Ghost Dog: The Way of the Samurai

Jim Jarmusch

BY James KeastPublished Nov 17, 2016

Two new films that couldn't seem farther apart provide a wealth of material for cross-fading cultural remixers who love to connect dots across a landscape of time and geography. In this case, the unifier is the samurai, the ancient Japanese symbol of the honourable mercenary ? it appears in the Zen path of Ghost Dog (Forest Whitaker), a mob assassin who lives by 18th century warrior text Hagakure: The Book of the Samurai, and in the titular inspiration for Danish film Mifune, named after Japanese actor Toshiro Mifune, whose performances in such classics as Kurosawa's Seven Samurai helped cement modern samurai images. Ghost Dog, the latest from Jim Jarmusch (Dead Man, Down By Law), deals with the clash between ancient philosophies and the modern world, not only where the titular contract killer is concerned, but in the world of his employer, a Mafia foot soldier to whom he has pledged his life.
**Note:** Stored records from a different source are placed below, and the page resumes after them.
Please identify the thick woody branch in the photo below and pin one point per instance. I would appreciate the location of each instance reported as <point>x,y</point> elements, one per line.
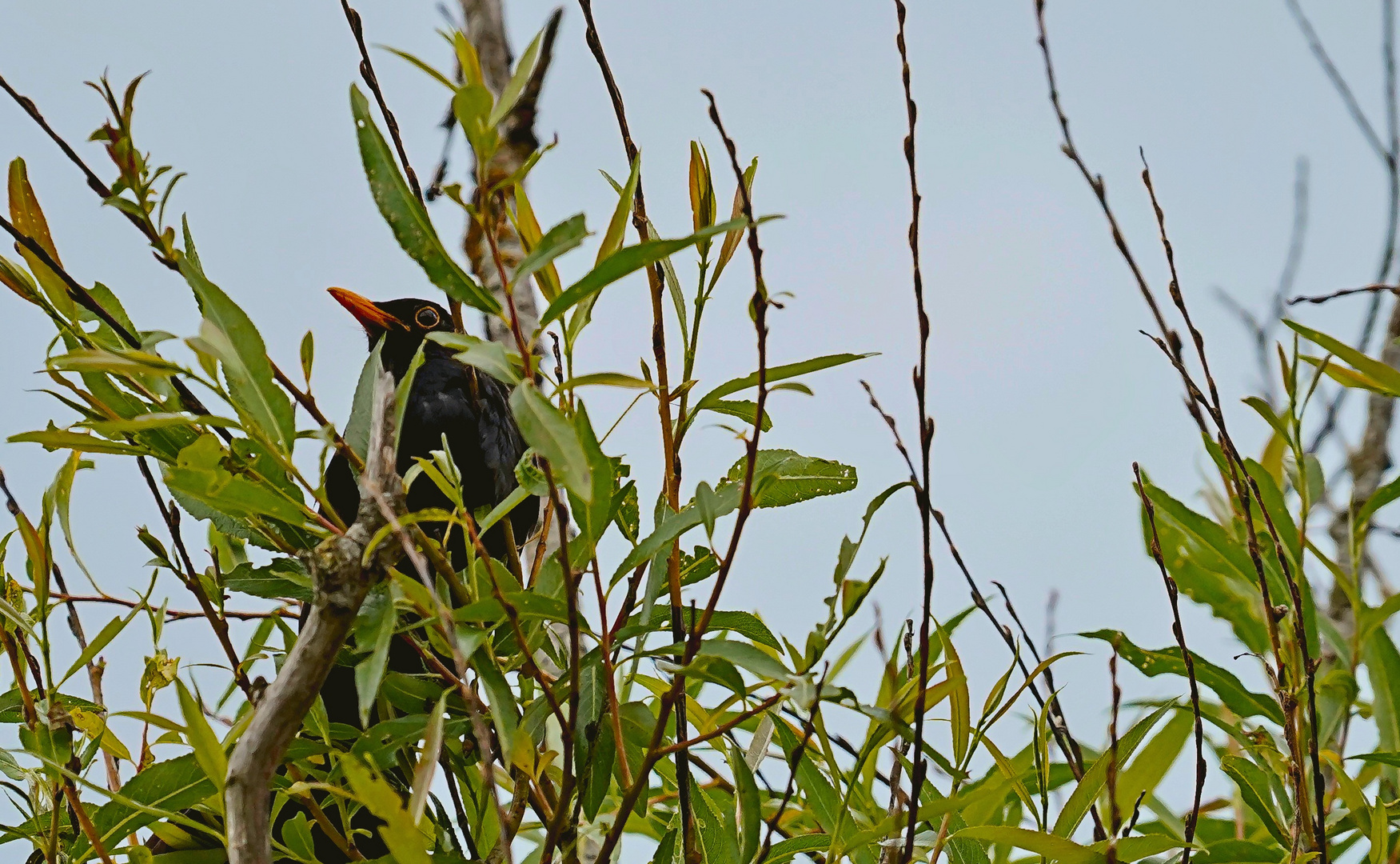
<point>342,582</point>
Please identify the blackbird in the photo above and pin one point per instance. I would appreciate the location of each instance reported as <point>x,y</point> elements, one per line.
<point>471,410</point>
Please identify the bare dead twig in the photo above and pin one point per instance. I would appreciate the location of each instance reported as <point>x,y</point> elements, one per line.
<point>1377,414</point>
<point>1112,774</point>
<point>485,27</point>
<point>926,432</point>
<point>373,83</point>
<point>671,457</point>
<point>1338,82</point>
<point>1319,298</point>
<point>1262,330</point>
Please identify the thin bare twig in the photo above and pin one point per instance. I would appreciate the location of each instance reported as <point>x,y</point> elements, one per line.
<point>792,762</point>
<point>170,514</point>
<point>373,83</point>
<point>1319,298</point>
<point>1338,82</point>
<point>1155,548</point>
<point>1262,330</point>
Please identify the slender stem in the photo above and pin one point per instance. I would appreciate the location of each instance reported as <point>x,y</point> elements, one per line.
<point>171,517</point>
<point>671,482</point>
<point>1186,658</point>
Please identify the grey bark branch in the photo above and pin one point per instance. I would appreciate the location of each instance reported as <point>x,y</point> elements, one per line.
<point>1372,455</point>
<point>486,28</point>
<point>341,587</point>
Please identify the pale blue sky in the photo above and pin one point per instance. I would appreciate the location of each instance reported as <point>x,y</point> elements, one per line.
<point>1042,388</point>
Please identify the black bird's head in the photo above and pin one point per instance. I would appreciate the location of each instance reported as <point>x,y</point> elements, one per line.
<point>402,324</point>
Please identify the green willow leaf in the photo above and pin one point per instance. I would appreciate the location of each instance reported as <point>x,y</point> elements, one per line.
<point>241,349</point>
<point>1168,662</point>
<point>784,477</point>
<point>560,238</point>
<point>1088,789</point>
<point>162,789</point>
<point>1377,370</point>
<point>406,218</point>
<point>1254,789</point>
<point>629,259</point>
<point>61,438</point>
<point>209,752</point>
<point>551,433</point>
<point>779,373</point>
<point>1042,843</point>
<point>492,358</point>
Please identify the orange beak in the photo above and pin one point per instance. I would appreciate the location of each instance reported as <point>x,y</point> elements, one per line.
<point>369,315</point>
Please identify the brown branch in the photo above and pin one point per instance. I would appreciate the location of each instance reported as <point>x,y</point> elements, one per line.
<point>1338,82</point>
<point>341,587</point>
<point>1338,608</point>
<point>145,227</point>
<point>671,457</point>
<point>1319,298</point>
<point>724,727</point>
<point>759,310</point>
<point>114,779</point>
<point>926,438</point>
<point>373,83</point>
<point>1155,548</point>
<point>570,731</point>
<point>485,26</point>
<point>1112,774</point>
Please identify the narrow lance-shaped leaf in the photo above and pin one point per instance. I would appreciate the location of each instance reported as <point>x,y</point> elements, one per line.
<point>1377,370</point>
<point>551,433</point>
<point>244,356</point>
<point>406,218</point>
<point>28,218</point>
<point>209,752</point>
<point>559,240</point>
<point>629,259</point>
<point>369,673</point>
<point>779,373</point>
<point>513,90</point>
<point>1088,789</point>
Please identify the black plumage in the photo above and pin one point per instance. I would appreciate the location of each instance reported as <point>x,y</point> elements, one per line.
<point>466,406</point>
<point>471,410</point>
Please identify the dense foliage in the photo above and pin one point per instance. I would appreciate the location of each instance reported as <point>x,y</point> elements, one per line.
<point>549,726</point>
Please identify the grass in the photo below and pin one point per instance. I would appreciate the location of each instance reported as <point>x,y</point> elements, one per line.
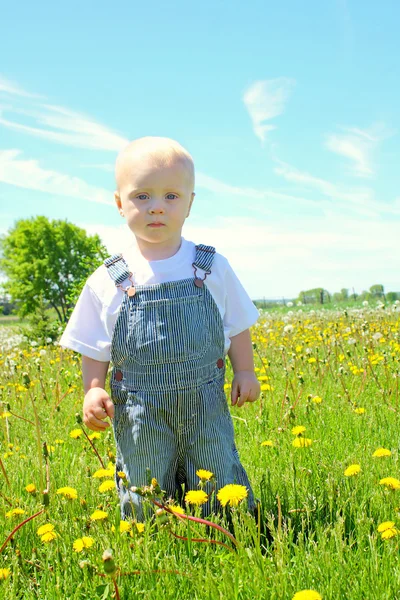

Just as Ghost Dog is an anachronism, so too are the aging mobsters who are struggling to maintain their grip on organised crime. Jarmusch loves to throw conflicting elements into his mix, and the score from the RZA (whose Wu-Tang Clan draws its own inspiration from kung fu movies and samurai imagery) is just one of those.
Although Mifune, set in rural Denmark, would seem worlds apart from the street-wise Ghost Dog, there remain unusual connections that Jarmusch would appreciate. The film is the third feature to follow the conventions of Danish director Lars Von Trier's Dogme 95 program, itself a sort of anachronistic code of filmmaking honour that imposes strict rules on the proceedings (shooting only in natural light, hand-held cameras, no score, no bringing outside props to a set). When his estranged father dies, Kresten (Anders W. Berthelsen), must return to the dilapidated farm of his childhood to settle affairs and deal with his mentally handicapped brother, whom he entertains by pretending to be Toshiro Mifune. Having lied to his new wife and business associates about his family and impoverished upbringing, Kresten finds his life coming apart at the seams; he stays at the farm, partly from shame, partly from reborn affection for his brother. Although the arrival of a desperate hooker with a heart of gold, who applies for a housekeeping job, comes close to breaking one of Dogme's conventions (no genre films), the look, tone and structure of Mifune remains so far from Hollywood that even its light romanticism doesn't feel conventional. It's innovative story-telling not because of what it has to say, but how it says it. Rather like Rashomon, a book that one odd character in Jarmusch's film gives to Ghost Dog; the film version by Akira Kurosawa starred Toshiro Mifune.